# Retrieve latest data from sold homes in a given zip code

## Seeking sq ft, num bed, num bath, year built, lot size, home type, garage, num floors, swimming pool, walkability

can also consider engineering price per sq foot, age of home, distance to major highway, recent renovation

In [1]:
import requests
from bs4 import BeautifulSoup
import random
import pandas as pd

In [2]:
# randomize user agent
UAS = ("Mozilla/5.0 (Windows NT 6.1; WOW64; rv:40.0) Gecko/20100101 Firefox/40.1", 
       "Mozilla/5.0 (Windows NT 6.3; rv:36.0) Gecko/20100101 Firefox/36.0",
       "Mozilla/5.0 (Macintosh; Intel Mac OS X 10_10; rv:33.0) Gecko/20100101 Firefox/33.0",
       "Mozilla/5.0 (Windows NT 6.1) AppleWebKit/537.36 (KHTML, like Gecko) Chrome/41.0.2228.0 Safari/537.36",
       "Mozilla/5.0 (Macintosh; Intel Mac OS X 10_10_1) AppleWebKit/537.36 (KHTML, like Gecko) Chrome/41.0.2227.1 Safari/537.36",
       "Mozilla/5.0 (Windows NT 6.1; WOW64) AppleWebKit/537.36 (KHTML, like Gecko) Chrome/41.0.2227.0 Safari/537.36",
       )

ua = UAS[random.randrange(len(UAS))]
headers = {'user-agent': ua}

In [3]:
zipcode = '97035'
more_pages = True
homes = []
new_content = True

# starting page
page = 1

while new_content == True:
    new_content = False
    url = 'https://www.redfin.com/zipcode/' + zipcode + '/filter/sort=hi-sale-date,property-type=house+condo+townhouse,include=sold-6mo/page-' + str(page)
    
    response = requests.get(url, headers=headers)
    print(f"scraping page {page}. URL: {url}")
    if response.status_code == 200:
        # Parse the HTML content using BeautifulSoup
        soup = BeautifulSoup(response.text, "html.parser")
    
        hyperlinks = soup.find_all("a")
        for hyperlink in hyperlinks:
            if 'href' in hyperlink.attrs:
                href = hyperlink['href']
                # identifies the links ending in 8 digit UUID that redfin assigns
                if href[-8:].isdigit():
                    if href not in homes:
                        homes.append(href)
                        new_content = True
        page += 1
    else:
        print(f"Failed to retrieve the page.
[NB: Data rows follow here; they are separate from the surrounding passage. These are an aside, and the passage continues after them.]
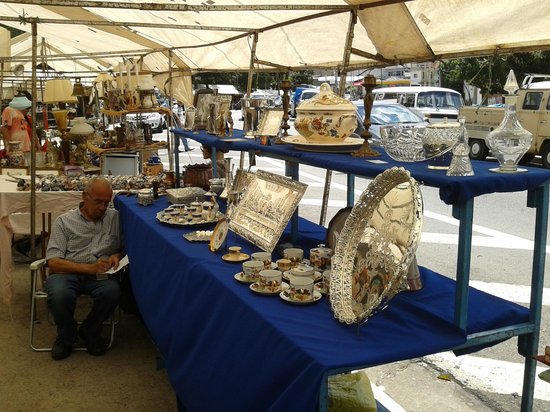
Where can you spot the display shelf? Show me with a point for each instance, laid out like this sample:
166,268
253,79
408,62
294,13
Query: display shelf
460,192
206,324
120,113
Status code: {response.status_code}")

print(f'All pages scanned. {len(homes)} homes found:')

scraping page 1. URL: https://www.redfin.com/zipcode/97035/filter/sort=hi-sale-date,property-type=house+condo+townhouse,include=sold-6mo/page-1
scraping page 2. URL: https://www.redfin.com/zipcode/97035/filter/sort=hi-sale-date,property-type=house+condo+townhouse,include=sold-6mo/page-2
scraping page 3. URL: https://www.redfin.com/zipcode/97035/filter/sort=hi-sale-date,property-type=house+condo+townhouse,include=sold-6mo/page-3
scraping page 4. URL: https://www.redfin.com/zipcode/97035/filter/sort=hi-sale-date,property-type=house+condo+townhouse,include=sold-6mo/page-4
scraping page 5. URL: https://www.redfin.com/zipcode/97035/filter/sort=hi-sale-date,property-type=house+condo+townhouse,include=sold-6mo/page-5
scraping page 6. URL: https://www.redfin.com/zipcode/97035/filter/sort=hi-sale-date,property-type=house+condo+townhouse,include=sold-6mo/page-6
All pages scanned. 178 homes found:


## [Optional] View homes

In [4]:
for home in homes:
    print(f'https://www.redfin.com{home}')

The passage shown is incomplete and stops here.